Apart from Cardinal Wolsey, and Bishop Brownrigg, and Bishop
Lany, and others, who were natives of Ipswich, at the head of the
water, there are many celebrated names connected with the banks of
the Orwell. "Gainsborough's Lane," the favourite wandering
ground of the great painter, looks down upon the most beautiful part
of the river, from a wooded ridge upon the northern side. A
little lower down the stream, in a shady nook of the shore, lies the
ancient "Priory Farm," where Margaret Catchpole was a domestic
servant—whose extraordinary adventures gave rise to the well known
novel, "Margaret Catchpole, or the Suffolk Girl." On the same
side of the river is Broke Hall, formerly the seat of Sir Philip
Broke, who captured the Chesapeake, in sight of Boston, in 1813.
Admiral Cavendish, one of the admirals who fought against the
Spanish Armada, and the first Englishman who sailed round the world,
was born at Grimston Hall, near the same place. Admiral
Vernon, too, resided at Orwell Park, and died there in 1757.
On the opposite side are the far stretching woods and glades
of Wolverstone Park,—one of the most beautiful estates in Suffolk.
On the same side of the river are Stoke Park, Wherstead Lodge, and
Wherstead Church, and Freston Park, with its ancient tower rising
high amidst the woods. Freston Tower is a lofty Tudor
building, of six stories, with pinnacles, and a staircase turret,
erected about the end of the sixteenth century, by the Latimers, of
which family was the celebrated Bishop Latimer. This is the
scene of the popular novel, called "Freston Tower." Wherstead
Lodge was once the residence of William Scrope, author of "Days of
Deer Stalking." Constable, the artist, in a letter to Smith,
the biographer of Nollekens, which is given in Fulcher's life of
Gainsborough, speaking of Gainsborough, and the Orwell, says there
is a place on the river side "where he often sat to sketch on
account of the beauty of the landscape, its extensiveness and
richness in variety, both in the fore and back grounds.
Freston ale-house must have been near, for it seems he has
introduced the Boot sign-post in many of his pictures." What
Gainsborough did for the Orwell and its banks, Constable did for the
beautiful scenery of the Stour Valley, which is only about five
miles off; the waters of the Stour emptying into the Orwell about
three miles below Preston Tower. Crabbe, Bloomfield, Bernard
Barton, and the Earl of Surrey, were all Suffolk men, and though not
all born in this district, they were all immediately connected with
it.
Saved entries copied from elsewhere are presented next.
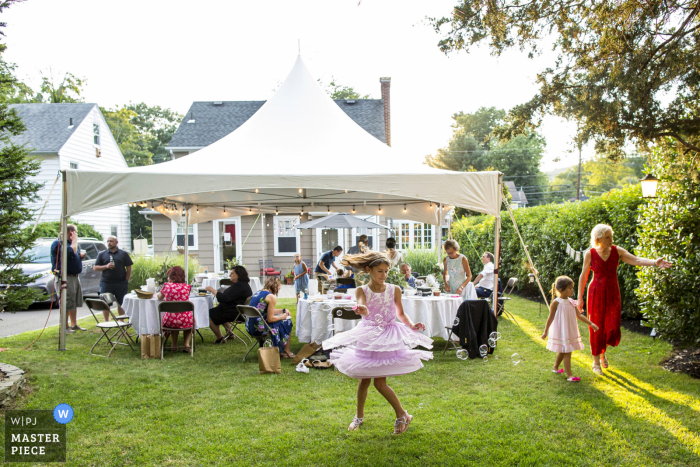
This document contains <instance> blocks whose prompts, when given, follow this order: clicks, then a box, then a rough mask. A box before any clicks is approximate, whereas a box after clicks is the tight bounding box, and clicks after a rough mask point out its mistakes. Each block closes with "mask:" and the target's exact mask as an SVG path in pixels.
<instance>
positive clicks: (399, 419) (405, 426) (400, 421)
mask: <svg viewBox="0 0 700 467" xmlns="http://www.w3.org/2000/svg"><path fill="white" fill-rule="evenodd" d="M411 420H413V415H411V414H409V413H408V412H406V415H404V416H403V417H399V418H397V419H396V421H395V422H394V432H393V433H392V434H394V435H400V434H401V433H403V432H404V431H406V430H408V425H409V424H410V423H411Z"/></svg>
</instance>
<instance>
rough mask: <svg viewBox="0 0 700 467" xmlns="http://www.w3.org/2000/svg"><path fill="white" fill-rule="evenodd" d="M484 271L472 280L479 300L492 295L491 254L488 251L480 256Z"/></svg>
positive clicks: (476, 294)
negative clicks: (480, 257) (483, 268)
mask: <svg viewBox="0 0 700 467" xmlns="http://www.w3.org/2000/svg"><path fill="white" fill-rule="evenodd" d="M481 262H482V263H484V269H483V270H482V271H481V272H480V273H479V275H478V276H476V279H474V287H475V288H476V296H477V297H479V298H486V297H490V296H491V294H492V293H493V254H491V253H489V252H488V251H487V252H485V253H484V254H483V255H482V256H481Z"/></svg>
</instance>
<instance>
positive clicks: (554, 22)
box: [430, 0, 700, 180]
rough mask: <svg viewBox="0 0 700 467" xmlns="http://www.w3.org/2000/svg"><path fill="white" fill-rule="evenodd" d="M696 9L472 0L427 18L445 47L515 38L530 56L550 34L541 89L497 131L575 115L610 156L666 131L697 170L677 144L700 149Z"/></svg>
mask: <svg viewBox="0 0 700 467" xmlns="http://www.w3.org/2000/svg"><path fill="white" fill-rule="evenodd" d="M699 13H700V4H698V0H684V1H674V0H672V1H667V0H651V1H647V2H638V1H636V0H601V1H593V0H580V1H572V0H552V1H541V2H537V1H532V2H525V1H522V0H513V1H501V2H495V1H492V0H471V1H462V2H460V4H459V5H457V6H456V7H455V8H454V10H453V13H452V15H451V16H448V17H443V18H440V19H436V18H431V19H430V20H431V22H432V24H433V26H434V28H435V30H436V31H437V32H438V33H440V34H442V35H443V38H442V39H441V40H440V41H439V44H438V46H439V47H440V49H441V50H442V51H443V52H445V53H448V52H451V51H457V50H465V51H468V50H469V49H470V48H472V47H473V46H475V45H478V44H480V43H482V42H488V47H489V48H490V50H491V53H492V54H493V55H496V56H498V55H500V54H501V53H503V52H504V51H506V50H507V49H510V48H513V47H519V48H520V50H523V51H524V50H527V51H528V53H529V55H530V57H532V56H534V55H535V54H539V53H540V52H541V51H542V50H543V49H544V48H550V47H551V46H552V42H553V47H554V49H555V50H556V51H557V54H558V56H557V58H556V60H555V61H554V63H553V64H552V66H551V67H549V68H546V69H545V70H543V71H542V72H541V73H539V75H538V83H539V86H540V88H539V92H538V93H537V94H536V95H535V96H534V97H533V98H532V99H531V100H530V101H529V102H527V103H525V104H522V105H518V106H515V107H514V108H513V109H511V110H510V112H509V113H508V116H507V117H506V121H505V124H504V125H502V126H501V127H499V128H496V129H495V133H496V134H497V135H498V136H499V137H501V138H506V139H510V138H511V137H513V136H515V135H518V134H522V133H524V132H525V130H526V129H527V128H535V127H536V126H537V125H539V123H540V122H541V118H542V116H543V115H545V114H553V115H558V116H561V117H564V118H566V119H569V120H574V121H577V122H578V123H579V130H578V138H579V139H580V140H581V141H583V142H584V143H585V142H588V141H595V147H596V150H597V152H598V153H599V154H604V155H606V156H607V157H609V158H611V159H619V158H621V157H622V156H623V155H624V152H623V146H624V144H625V143H626V142H628V141H632V142H634V143H637V144H638V145H639V146H641V147H644V148H646V147H647V145H650V144H653V143H654V142H655V141H658V140H659V139H661V138H664V137H671V138H673V139H675V140H676V141H678V142H679V144H680V145H681V147H682V148H683V151H681V152H680V154H679V156H680V157H684V158H687V159H688V160H689V161H692V164H691V168H693V169H695V167H697V163H698V162H697V158H696V157H694V156H695V154H690V155H688V154H685V153H684V151H688V150H691V151H693V152H694V153H697V152H698V151H700V137H699V134H700V115H699V114H698V102H700V86H698V82H700V69H698V67H697V57H698V53H699V52H700V22H699V16H698V14H699ZM443 28H444V30H443ZM695 171H696V172H697V169H695ZM698 178H700V175H696V180H697V179H698Z"/></svg>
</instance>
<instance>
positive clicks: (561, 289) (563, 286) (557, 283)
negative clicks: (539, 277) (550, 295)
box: [552, 276, 574, 298]
mask: <svg viewBox="0 0 700 467" xmlns="http://www.w3.org/2000/svg"><path fill="white" fill-rule="evenodd" d="M570 285H574V280H573V279H572V278H570V277H569V276H559V277H557V278H556V279H555V281H554V284H552V298H557V297H558V296H559V295H561V294H560V292H563V291H565V290H566V289H568V288H569V286H570Z"/></svg>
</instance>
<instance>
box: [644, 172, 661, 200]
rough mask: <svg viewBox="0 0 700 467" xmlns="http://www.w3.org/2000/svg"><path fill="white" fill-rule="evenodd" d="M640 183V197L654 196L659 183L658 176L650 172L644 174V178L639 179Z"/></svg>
mask: <svg viewBox="0 0 700 467" xmlns="http://www.w3.org/2000/svg"><path fill="white" fill-rule="evenodd" d="M640 183H641V185H642V198H645V199H652V198H656V188H657V187H658V185H659V179H658V178H656V177H654V176H653V175H652V174H646V175H645V176H644V178H643V179H641V180H640Z"/></svg>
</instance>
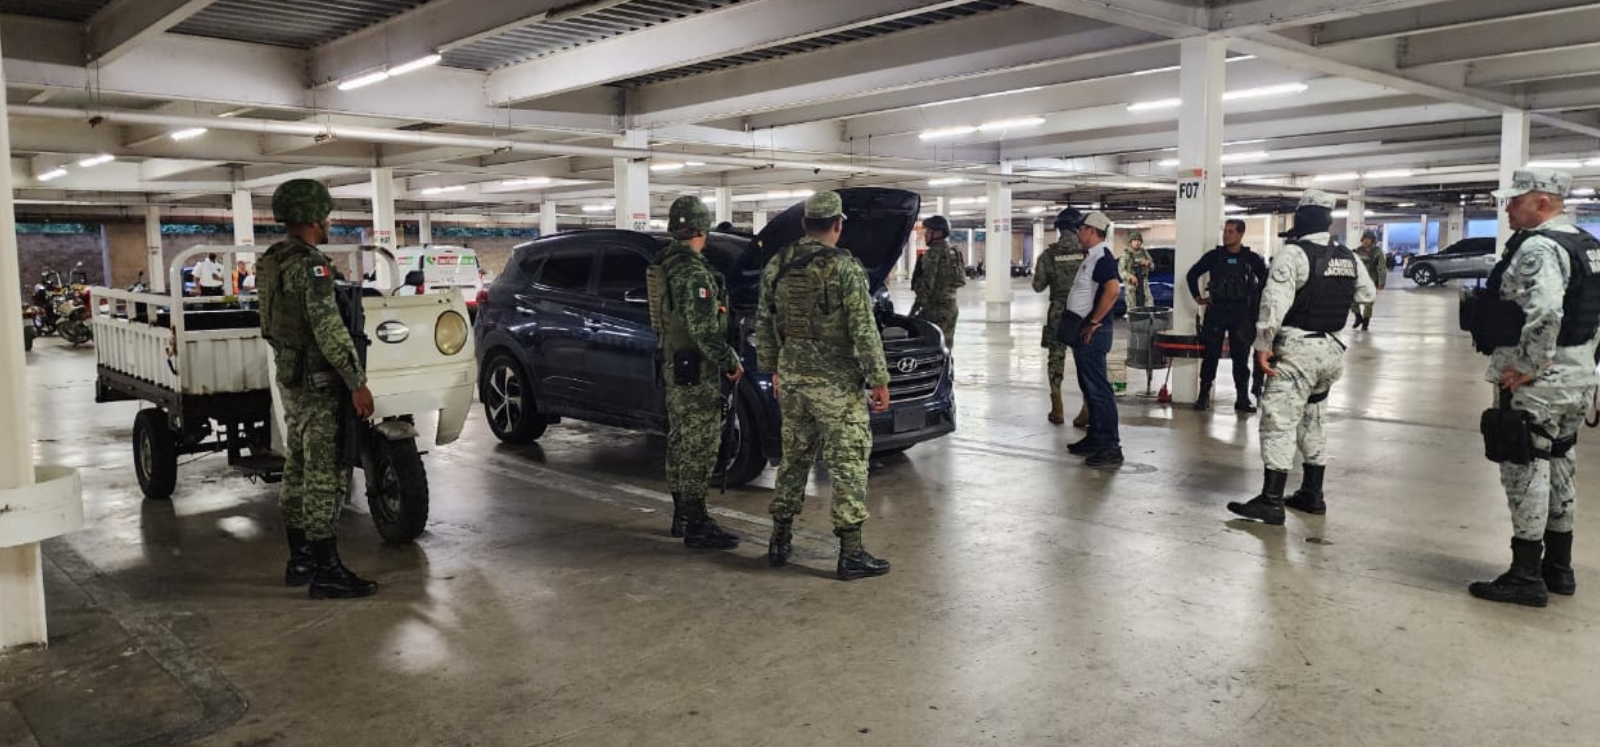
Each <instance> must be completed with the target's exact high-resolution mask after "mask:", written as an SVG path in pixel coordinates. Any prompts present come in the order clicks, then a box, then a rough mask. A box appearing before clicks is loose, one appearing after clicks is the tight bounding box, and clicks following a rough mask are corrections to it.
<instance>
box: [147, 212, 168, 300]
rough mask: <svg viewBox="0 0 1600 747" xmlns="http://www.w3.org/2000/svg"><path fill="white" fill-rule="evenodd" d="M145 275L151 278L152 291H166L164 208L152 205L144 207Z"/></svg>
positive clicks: (165, 262)
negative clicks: (145, 266) (163, 247)
mask: <svg viewBox="0 0 1600 747" xmlns="http://www.w3.org/2000/svg"><path fill="white" fill-rule="evenodd" d="M144 264H146V270H144V277H146V278H149V280H150V291H154V293H166V256H165V254H163V253H162V208H160V206H157V205H150V206H147V208H144Z"/></svg>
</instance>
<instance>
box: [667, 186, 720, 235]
mask: <svg viewBox="0 0 1600 747" xmlns="http://www.w3.org/2000/svg"><path fill="white" fill-rule="evenodd" d="M707 230H710V210H709V208H706V203H704V202H701V198H699V197H694V195H683V197H680V198H677V200H672V206H670V208H667V234H672V235H678V234H704V232H707Z"/></svg>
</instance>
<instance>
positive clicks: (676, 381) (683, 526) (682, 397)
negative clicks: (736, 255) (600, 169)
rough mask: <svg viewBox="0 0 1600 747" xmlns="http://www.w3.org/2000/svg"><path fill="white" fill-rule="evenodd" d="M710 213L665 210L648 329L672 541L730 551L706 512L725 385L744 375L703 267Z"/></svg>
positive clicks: (723, 301) (727, 309) (721, 430)
mask: <svg viewBox="0 0 1600 747" xmlns="http://www.w3.org/2000/svg"><path fill="white" fill-rule="evenodd" d="M710 221H712V216H710V210H707V208H706V203H702V202H701V200H699V197H693V195H685V197H680V198H677V200H675V202H674V203H672V208H670V210H669V211H667V232H669V234H672V245H670V246H667V248H666V250H662V251H661V254H658V256H656V261H654V262H653V266H651V269H650V272H651V274H653V275H656V278H658V280H654V283H653V285H654V286H658V288H659V290H658V291H656V293H653V294H651V296H653V298H651V306H650V315H651V326H654V328H656V330H658V334H659V336H661V360H662V371H661V376H662V379H664V381H666V385H667V422H669V427H667V483H669V485H670V489H672V536H674V537H683V544H685V545H688V547H710V549H718V550H726V549H733V547H738V545H739V537H736V536H734V534H730V533H728V531H723V528H722V526H717V521H715V520H712V518H710V515H709V513H707V512H706V493H707V483H709V481H710V473H712V470H714V469H715V467H717V451H718V449H717V446H718V441H720V435H722V430H723V429H722V414H723V413H722V401H723V400H722V395H720V393H722V390H720V384H722V379H723V377H726V379H728V381H730V382H733V384H738V382H739V377H742V376H744V366H742V365H741V363H739V354H738V352H734V350H733V347H731V346H728V304H726V298H725V294H723V283H722V277H720V275H718V274H717V272H715V270H714V269H712V267H710V262H707V261H706V256H704V254H702V251H704V250H706V232H707V230H710Z"/></svg>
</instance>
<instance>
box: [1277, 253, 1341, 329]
mask: <svg viewBox="0 0 1600 747" xmlns="http://www.w3.org/2000/svg"><path fill="white" fill-rule="evenodd" d="M1293 243H1294V246H1299V248H1301V250H1302V251H1304V253H1306V259H1309V261H1310V277H1307V278H1306V285H1304V286H1301V290H1299V291H1296V293H1294V306H1291V307H1290V312H1288V315H1285V317H1283V326H1293V328H1298V330H1306V331H1310V333H1336V331H1339V330H1344V323H1346V322H1349V317H1350V304H1352V302H1355V282H1357V277H1358V272H1360V270H1358V269H1357V266H1355V253H1354V251H1350V250H1349V248H1346V246H1339V245H1331V246H1318V245H1315V243H1310V242H1293Z"/></svg>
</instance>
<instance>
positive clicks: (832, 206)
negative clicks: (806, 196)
mask: <svg viewBox="0 0 1600 747" xmlns="http://www.w3.org/2000/svg"><path fill="white" fill-rule="evenodd" d="M805 216H806V218H843V216H845V202H843V200H840V198H838V192H818V194H814V195H811V197H808V198H806V202H805Z"/></svg>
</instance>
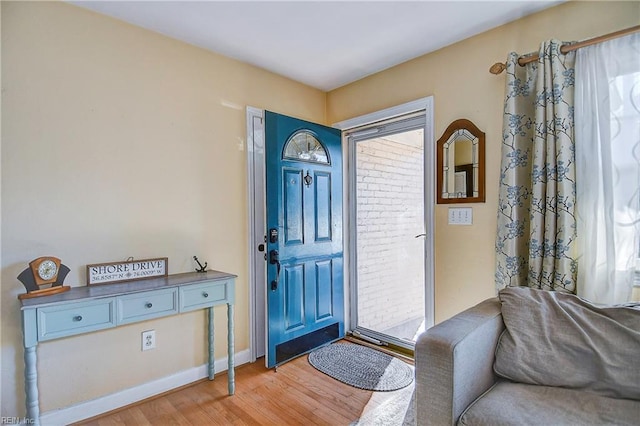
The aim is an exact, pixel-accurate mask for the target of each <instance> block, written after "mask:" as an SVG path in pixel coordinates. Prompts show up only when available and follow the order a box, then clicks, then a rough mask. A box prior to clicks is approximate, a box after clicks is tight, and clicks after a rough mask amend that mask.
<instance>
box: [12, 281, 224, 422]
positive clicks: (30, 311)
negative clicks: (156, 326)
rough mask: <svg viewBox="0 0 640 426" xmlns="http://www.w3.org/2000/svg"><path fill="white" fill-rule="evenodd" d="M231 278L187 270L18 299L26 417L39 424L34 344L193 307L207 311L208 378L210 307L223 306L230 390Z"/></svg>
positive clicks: (112, 327)
mask: <svg viewBox="0 0 640 426" xmlns="http://www.w3.org/2000/svg"><path fill="white" fill-rule="evenodd" d="M235 278H236V276H235V275H232V274H228V273H225V272H219V271H207V272H205V273H196V272H189V273H184V274H175V275H169V276H167V277H162V278H153V279H148V280H141V281H130V282H124V283H118V284H108V285H98V286H96V285H93V286H86V287H73V288H72V289H71V290H69V291H67V292H65V293H59V294H55V295H51V296H44V297H40V298H31V299H22V300H21V303H22V331H23V340H24V364H25V393H26V398H27V417H29V418H30V419H33V420H32V421H33V424H36V425H39V424H40V403H39V400H38V370H37V355H36V347H37V345H38V343H40V342H46V341H48V340H54V339H60V338H62V337H68V336H73V335H77V334H83V333H91V332H94V331H98V330H104V329H107V328H114V327H118V326H121V325H125V324H131V323H134V322H139V321H146V320H149V319H153V318H160V317H165V316H169V315H176V314H180V313H183V312H189V311H194V310H197V309H207V310H208V313H209V330H208V335H209V336H208V340H209V341H208V349H209V359H208V375H209V380H213V376H214V373H215V371H214V361H215V360H214V354H213V340H214V326H213V307H214V306H217V305H222V304H226V305H227V317H228V340H227V344H228V348H227V351H228V352H227V356H228V359H229V370H228V386H229V395H233V394H234V392H235V373H234V359H233V357H234V355H233V354H234V336H233V304H234V301H235Z"/></svg>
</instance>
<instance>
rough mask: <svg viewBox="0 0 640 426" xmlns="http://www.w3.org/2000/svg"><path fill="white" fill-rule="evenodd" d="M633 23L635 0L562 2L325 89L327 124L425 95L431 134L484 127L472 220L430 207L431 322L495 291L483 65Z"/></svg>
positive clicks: (495, 206)
mask: <svg viewBox="0 0 640 426" xmlns="http://www.w3.org/2000/svg"><path fill="white" fill-rule="evenodd" d="M639 21H640V2H569V3H565V4H562V5H559V6H556V7H554V8H550V9H547V10H544V11H542V12H540V13H538V14H535V15H531V16H529V17H527V18H524V19H522V20H519V21H516V22H514V23H511V24H508V25H504V26H502V27H500V28H497V29H494V30H492V31H489V32H486V33H483V34H481V35H478V36H476V37H473V38H470V39H467V40H464V41H462V42H459V43H457V44H454V45H451V46H448V47H446V48H444V49H441V50H439V51H436V52H434V53H431V54H428V55H425V56H423V57H420V58H417V59H415V60H412V61H409V62H406V63H404V64H401V65H399V66H396V67H394V68H391V69H389V70H386V71H383V72H380V73H378V74H375V75H372V76H370V77H368V78H365V79H363V80H360V81H357V82H355V83H353V84H349V85H347V86H345V87H342V88H339V89H336V90H334V91H331V92H329V94H328V97H327V115H328V121H329V122H330V123H335V122H339V121H341V120H345V119H348V118H352V117H357V116H360V115H363V114H366V113H370V112H373V111H378V110H381V109H384V108H387V107H391V106H394V105H398V104H401V103H404V102H408V101H411V100H414V99H418V98H422V97H425V96H430V95H433V96H434V102H435V107H434V111H435V139H437V138H439V137H440V136H441V135H442V132H444V130H445V129H446V127H447V125H448V124H449V123H451V122H452V121H453V120H455V119H458V118H468V119H470V120H471V121H472V122H474V123H475V124H476V125H477V126H478V127H479V128H480V129H481V130H483V131H484V132H485V133H486V141H487V173H486V181H487V197H486V203H483V204H472V205H467V206H471V207H473V225H472V226H449V225H448V224H447V209H448V207H451V205H438V206H436V209H435V222H436V224H435V226H436V229H435V248H436V252H435V264H436V271H435V274H436V277H435V278H436V280H435V307H436V312H435V317H436V321H437V322H440V321H442V320H444V319H446V318H448V317H451V316H452V315H454V314H456V313H458V312H460V311H462V310H463V309H465V308H467V307H469V306H471V305H473V304H475V303H477V302H480V301H481V300H483V299H485V298H487V297H491V296H493V295H495V290H494V277H493V274H494V269H495V268H494V262H495V256H494V239H495V229H496V212H497V208H496V204H497V196H498V177H499V165H500V160H499V158H500V142H501V133H502V132H501V126H502V108H503V97H504V82H505V77H504V74H502V75H499V76H496V75H492V74H490V73H489V71H488V69H489V67H490V66H491V65H492V64H493V63H494V62H498V61H504V60H505V59H506V57H507V53H508V52H510V51H517V52H520V53H528V52H531V51H536V50H537V49H538V46H539V44H540V42H542V41H543V40H545V39H549V38H557V39H560V40H565V41H571V40H583V39H587V38H591V37H595V36H598V35H601V34H606V33H609V32H612V31H616V30H619V29H622V28H627V27H631V26H634V25H637V24H638V22H639ZM408 42H411V43H419V40H411V41H408ZM432 176H435V175H433V174H432ZM453 206H455V205H453Z"/></svg>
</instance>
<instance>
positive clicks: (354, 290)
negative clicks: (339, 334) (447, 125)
mask: <svg viewBox="0 0 640 426" xmlns="http://www.w3.org/2000/svg"><path fill="white" fill-rule="evenodd" d="M422 111H424V118H425V123H424V125H425V127H424V173H425V185H424V216H425V232H426V236H425V253H427V254H430V255H426V256H425V259H424V261H425V265H424V266H425V277H424V278H425V329H429V328H430V327H433V325H434V323H435V296H434V293H435V292H434V286H435V251H434V250H435V243H434V233H435V213H434V210H435V186H436V183H435V181H436V179H435V152H436V151H435V142H434V141H435V129H434V127H433V96H429V97H425V98H421V99H417V100H414V101H411V102H407V103H404V104H401V105H397V106H394V107H391V108H386V109H383V110H380V111H376V112H373V113H370V114H365V115H362V116H359V117H355V118H352V119H349V120H345V121H341V122H339V123H335V124H333V127H336V128H339V129H341V130H342V132H343V155H344V158H346V159H347V161H345V164H346V165H347V168H348V170H346V171H345V177H347V178H346V179H344V182H345V188H344V191H343V192H344V194H345V195H344V214H343V218H344V219H343V220H344V227H345V229H349V232H345V234H346V235H345V241H344V244H345V270H347V271H348V273H345V289H347V288H348V289H349V291H348V293H349V301H348V302H346V303H348V306H346V307H345V309H346V311H345V312H349V315H348V316H347V317H348V318H349V323H348V324H347V323H346V321H345V327H346V330H348V331H351V330H353V329H354V328H355V326H356V325H357V323H356V312H354V310H352V309H351V300H352V299H353V298H354V297H356V296H355V292H356V288H355V285H352V284H353V283H355V282H356V274H357V271H356V270H355V268H354V267H353V265H352V263H353V262H352V259H356V245H355V244H352V241H355V238H356V232H357V229H356V227H355V226H351V225H352V222H353V221H354V208H355V200H354V194H355V180H354V173H355V164H354V163H355V158H354V157H355V156H354V147H353V146H350V144H349V143H348V139H347V138H348V132H349V130H355V129H357V128H360V127H364V126H366V125H373V124H374V123H376V122H381V121H385V120H390V119H394V118H399V117H401V116H404V115H408V114H412V113H416V112H422ZM363 132H366V130H363ZM428 177H430V178H431V179H430V181H429V179H428ZM346 253H348V257H347V256H346ZM345 299H346V297H345Z"/></svg>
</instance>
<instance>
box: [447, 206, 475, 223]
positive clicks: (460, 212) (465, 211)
mask: <svg viewBox="0 0 640 426" xmlns="http://www.w3.org/2000/svg"><path fill="white" fill-rule="evenodd" d="M471 224H473V209H472V208H471V207H450V208H449V225H471Z"/></svg>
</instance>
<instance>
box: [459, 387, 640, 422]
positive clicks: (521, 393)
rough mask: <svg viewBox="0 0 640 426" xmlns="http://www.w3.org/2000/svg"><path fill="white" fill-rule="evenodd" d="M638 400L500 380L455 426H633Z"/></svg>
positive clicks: (635, 419)
mask: <svg viewBox="0 0 640 426" xmlns="http://www.w3.org/2000/svg"><path fill="white" fill-rule="evenodd" d="M639 418H640V401H633V400H630V399H620V398H608V397H606V396H600V395H596V394H594V393H590V392H584V391H579V390H574V389H565V388H558V387H550V386H538V385H526V384H522V383H512V382H507V381H502V382H498V383H496V384H495V385H494V386H493V387H492V388H490V389H489V390H488V391H487V392H485V393H484V394H483V395H482V396H480V397H479V398H478V399H477V400H476V401H474V402H473V404H471V405H470V406H469V407H467V409H466V410H465V412H464V413H462V416H460V420H459V421H458V424H459V425H474V426H481V425H491V426H498V425H518V426H522V425H605V424H615V425H637V424H638V419H639Z"/></svg>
Apart from the natural beauty of the scenery, the whole
country is rich in antique remains, associated with remarkable men,
and stormy events, stretching back into pre-historic times. . . .
Amongst the crew of the steamer there was a tall, wiry, old,
weather-beaten mariner, with only one eye. This man was well
known on the river, for, in the prime of life, he had been a "famed
lawless fellow;" and, for many years, one of the most daring and
successful smugglers between Holland and the coast of Suffolk.
We fell into talk with the old man, who was known to my friend; and
his one eye kindled with gleeful pride as he pointed to nooks of the
shore where he had successfully run his cargo in, and told of many a
hard chase, and many a hair-breadth escape he had made from pursuit
in past days. But, after years of good luck, the hour of
retribution came to the bold smuggler at last. One night, when
his vessel was laden with the most valuable contraband freight he
had ever ventured, and when, like Will Watch, he had resolved
"That this trip, if well ended,
Should coil up his hopes, and he'd anchor on shore,
When his pockets were lined, why his life should be mended,
The laws he had broken
he'd never break more," |
"the Philistines were out," and upon his track; they gave chase, and
overtook the bold outlaw; a fight ensued; the vessel was captured;
and the wounded smuggler and his crew were laid up in Ipswich jail.